Providers can educate patients and families about safe firearm storage and access, as well as the appropriate storage of alcoholic beverages, prescription drugs, over-the-counter medications, and poisons. Providers should talk to patients and caregivers about reducing the stock of medicine to a nonlethal quantity and locking medicines—such as prescription painkillers and benzodiazepines—that are commonly abused. This approach can be useful in helping to prevent suicide, as well as unintentional overdoses and substance abuse (HHS, 2012, latest available).
Despite the importance of discussing lethal means, a study of 800 emergency department charts of patients who screened positive for suicidal ideation and suicide risk revealed that only 18% had any documentation of an assessment of lethal means. For the small group who were asked about lethal means, only 8% had documentation that a healthcare professional discussed a safety/action plan to reduce access to lethal means. The most common discussion involved changing home storage or moving objects out of the home (Harmer et al., 2022).
A study of 800 emergency department charts of patients who screened positive for suicidal ideation and suicide risk revealed that only 18% had any documented lethal means assessment (Harmer, et al., 2022).
These findings show the need to document lethal means assessments for all individuals who have a positive screen for suicidal ideation, plus the need to have discussions about the removal of lethal means. This may require adding prompts for these assessments to the electronic documentation system (Harmer et al., 2022).
A successful program developed at a large children’s hospital called the Emergency Department Counseling on Access to Lethal Means (ED CALM) trained psychiatric emergency clinicians to provide lethal means counseling and safe storage boxes to parents of patients under age 18 receiving care for suicidal behavior. In a pre/post quality improvement project, researchers found that, at posttest, 76% reported that all medications in the home were locked up as compared to fewer than 10% at the time of the initial ED visit. Among parents who indicated the presence of guns in the home at pretest (67%), all (100%) reported guns were currently locked up at posttest (Stone et al., 2017).
Talking about Lethal Means—A Nurse Practitioner’s Guidance
If you have identified that your patient is at risk for self-harm, try to identify any lethal means that your patient might be able to access once he or she leaves your office. Ask direct questions: “While you’re in this dangerous period, may I call your partner or family member and ask them to remove the guns or poisons from the house?”

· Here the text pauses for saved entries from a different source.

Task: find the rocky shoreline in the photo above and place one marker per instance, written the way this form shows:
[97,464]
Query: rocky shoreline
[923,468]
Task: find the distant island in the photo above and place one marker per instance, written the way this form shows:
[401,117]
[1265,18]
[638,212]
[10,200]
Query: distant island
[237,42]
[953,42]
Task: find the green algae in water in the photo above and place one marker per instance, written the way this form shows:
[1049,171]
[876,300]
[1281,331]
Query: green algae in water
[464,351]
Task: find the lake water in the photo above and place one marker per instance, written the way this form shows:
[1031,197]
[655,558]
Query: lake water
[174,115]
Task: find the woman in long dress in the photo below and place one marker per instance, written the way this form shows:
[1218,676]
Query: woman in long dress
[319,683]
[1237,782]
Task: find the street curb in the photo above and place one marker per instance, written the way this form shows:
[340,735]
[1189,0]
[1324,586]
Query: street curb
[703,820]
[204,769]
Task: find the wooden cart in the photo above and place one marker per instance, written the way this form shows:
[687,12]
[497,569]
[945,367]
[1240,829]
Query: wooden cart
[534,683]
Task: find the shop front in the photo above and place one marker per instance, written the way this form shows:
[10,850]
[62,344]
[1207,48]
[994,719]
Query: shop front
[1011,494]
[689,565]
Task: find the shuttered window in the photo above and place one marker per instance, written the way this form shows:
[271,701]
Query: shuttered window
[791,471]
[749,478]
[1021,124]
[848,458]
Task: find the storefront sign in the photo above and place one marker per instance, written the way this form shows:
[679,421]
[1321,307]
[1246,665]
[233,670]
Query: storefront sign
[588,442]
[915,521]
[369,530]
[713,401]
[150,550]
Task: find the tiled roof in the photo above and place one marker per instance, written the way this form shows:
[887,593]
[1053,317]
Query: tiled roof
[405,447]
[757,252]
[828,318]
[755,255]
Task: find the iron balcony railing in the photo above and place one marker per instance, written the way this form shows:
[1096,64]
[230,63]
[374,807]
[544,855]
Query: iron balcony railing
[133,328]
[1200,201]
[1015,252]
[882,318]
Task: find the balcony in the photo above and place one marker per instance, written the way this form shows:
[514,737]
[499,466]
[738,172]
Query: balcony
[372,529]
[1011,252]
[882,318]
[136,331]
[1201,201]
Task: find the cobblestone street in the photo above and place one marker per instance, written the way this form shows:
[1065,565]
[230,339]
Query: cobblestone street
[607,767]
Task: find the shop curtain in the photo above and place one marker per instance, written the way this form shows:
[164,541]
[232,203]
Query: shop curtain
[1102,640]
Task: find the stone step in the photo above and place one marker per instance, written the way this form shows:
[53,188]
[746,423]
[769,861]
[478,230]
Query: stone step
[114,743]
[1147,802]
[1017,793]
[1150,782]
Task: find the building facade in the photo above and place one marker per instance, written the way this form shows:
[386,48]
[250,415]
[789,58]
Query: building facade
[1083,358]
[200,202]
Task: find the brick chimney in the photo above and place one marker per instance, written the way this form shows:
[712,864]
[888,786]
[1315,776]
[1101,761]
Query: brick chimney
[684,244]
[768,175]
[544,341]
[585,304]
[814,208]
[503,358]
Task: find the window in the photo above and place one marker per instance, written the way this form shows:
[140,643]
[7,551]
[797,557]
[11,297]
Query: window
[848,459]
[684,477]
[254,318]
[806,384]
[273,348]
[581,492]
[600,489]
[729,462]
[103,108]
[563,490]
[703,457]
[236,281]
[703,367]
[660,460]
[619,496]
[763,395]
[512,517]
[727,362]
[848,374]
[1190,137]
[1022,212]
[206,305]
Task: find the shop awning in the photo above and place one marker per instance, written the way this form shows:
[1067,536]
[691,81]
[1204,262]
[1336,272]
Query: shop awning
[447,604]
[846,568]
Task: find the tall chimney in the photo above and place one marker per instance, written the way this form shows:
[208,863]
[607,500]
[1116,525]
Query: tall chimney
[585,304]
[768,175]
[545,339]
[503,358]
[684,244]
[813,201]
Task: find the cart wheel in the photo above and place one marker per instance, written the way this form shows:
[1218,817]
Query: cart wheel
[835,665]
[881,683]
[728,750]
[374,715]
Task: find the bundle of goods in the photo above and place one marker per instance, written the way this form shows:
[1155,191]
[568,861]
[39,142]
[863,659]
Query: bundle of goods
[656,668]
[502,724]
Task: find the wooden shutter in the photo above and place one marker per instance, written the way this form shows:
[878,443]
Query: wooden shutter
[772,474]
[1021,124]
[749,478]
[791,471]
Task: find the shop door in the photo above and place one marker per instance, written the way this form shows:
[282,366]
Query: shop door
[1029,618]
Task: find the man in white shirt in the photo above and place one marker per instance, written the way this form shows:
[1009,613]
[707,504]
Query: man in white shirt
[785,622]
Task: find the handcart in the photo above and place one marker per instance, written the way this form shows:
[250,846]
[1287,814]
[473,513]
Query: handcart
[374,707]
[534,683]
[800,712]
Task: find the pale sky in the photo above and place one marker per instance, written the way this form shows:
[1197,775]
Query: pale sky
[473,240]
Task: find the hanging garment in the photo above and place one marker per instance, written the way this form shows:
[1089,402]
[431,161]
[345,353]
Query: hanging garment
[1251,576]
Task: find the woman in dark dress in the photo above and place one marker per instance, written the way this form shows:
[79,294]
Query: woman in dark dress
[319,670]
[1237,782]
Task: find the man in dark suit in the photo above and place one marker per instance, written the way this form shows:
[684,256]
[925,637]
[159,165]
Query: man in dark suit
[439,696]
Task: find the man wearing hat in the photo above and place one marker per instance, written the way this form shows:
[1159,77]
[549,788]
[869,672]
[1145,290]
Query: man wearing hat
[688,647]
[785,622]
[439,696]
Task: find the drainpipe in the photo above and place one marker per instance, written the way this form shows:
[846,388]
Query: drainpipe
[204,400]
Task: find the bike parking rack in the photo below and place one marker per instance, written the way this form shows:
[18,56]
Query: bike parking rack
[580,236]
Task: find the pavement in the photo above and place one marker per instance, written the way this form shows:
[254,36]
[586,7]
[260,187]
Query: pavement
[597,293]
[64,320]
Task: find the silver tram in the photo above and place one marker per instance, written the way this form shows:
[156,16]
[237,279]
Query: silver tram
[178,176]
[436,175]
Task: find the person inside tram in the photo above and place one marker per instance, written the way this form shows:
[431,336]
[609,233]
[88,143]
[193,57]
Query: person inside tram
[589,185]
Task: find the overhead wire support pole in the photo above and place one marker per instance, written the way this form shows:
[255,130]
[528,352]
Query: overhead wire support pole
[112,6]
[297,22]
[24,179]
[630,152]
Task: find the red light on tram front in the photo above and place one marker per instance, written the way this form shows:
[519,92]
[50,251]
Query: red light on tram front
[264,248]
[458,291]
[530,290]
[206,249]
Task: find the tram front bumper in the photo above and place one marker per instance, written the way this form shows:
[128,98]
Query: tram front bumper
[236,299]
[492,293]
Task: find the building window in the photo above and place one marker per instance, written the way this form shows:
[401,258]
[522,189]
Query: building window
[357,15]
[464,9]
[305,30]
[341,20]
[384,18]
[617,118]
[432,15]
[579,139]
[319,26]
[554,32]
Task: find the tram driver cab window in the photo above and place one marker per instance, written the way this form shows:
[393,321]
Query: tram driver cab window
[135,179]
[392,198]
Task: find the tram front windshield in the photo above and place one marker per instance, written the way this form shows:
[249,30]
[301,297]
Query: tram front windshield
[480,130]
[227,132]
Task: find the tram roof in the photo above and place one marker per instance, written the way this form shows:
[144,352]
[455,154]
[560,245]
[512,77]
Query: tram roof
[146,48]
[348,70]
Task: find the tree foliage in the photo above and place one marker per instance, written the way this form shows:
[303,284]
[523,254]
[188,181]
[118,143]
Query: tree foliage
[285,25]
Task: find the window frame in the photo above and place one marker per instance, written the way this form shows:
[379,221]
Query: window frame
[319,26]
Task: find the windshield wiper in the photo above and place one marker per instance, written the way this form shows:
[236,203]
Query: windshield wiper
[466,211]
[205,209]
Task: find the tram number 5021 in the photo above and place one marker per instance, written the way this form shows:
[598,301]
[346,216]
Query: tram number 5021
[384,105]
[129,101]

Ask permission and show concern in a non-judgmental manner—this is more likely to elicit accurate information. You can continue by saying “I want to let you know that I appreciate and am honored that you’ve shared your thoughts with me. I’m just concerned that you may go again to a place of despair when you leave and I’m thinking of your safety.”
Try to establish and maintain trust with your patient—if you think the person is at risk, there is no reason to cover your concern or to lie. Make sure you document the results of your discussion.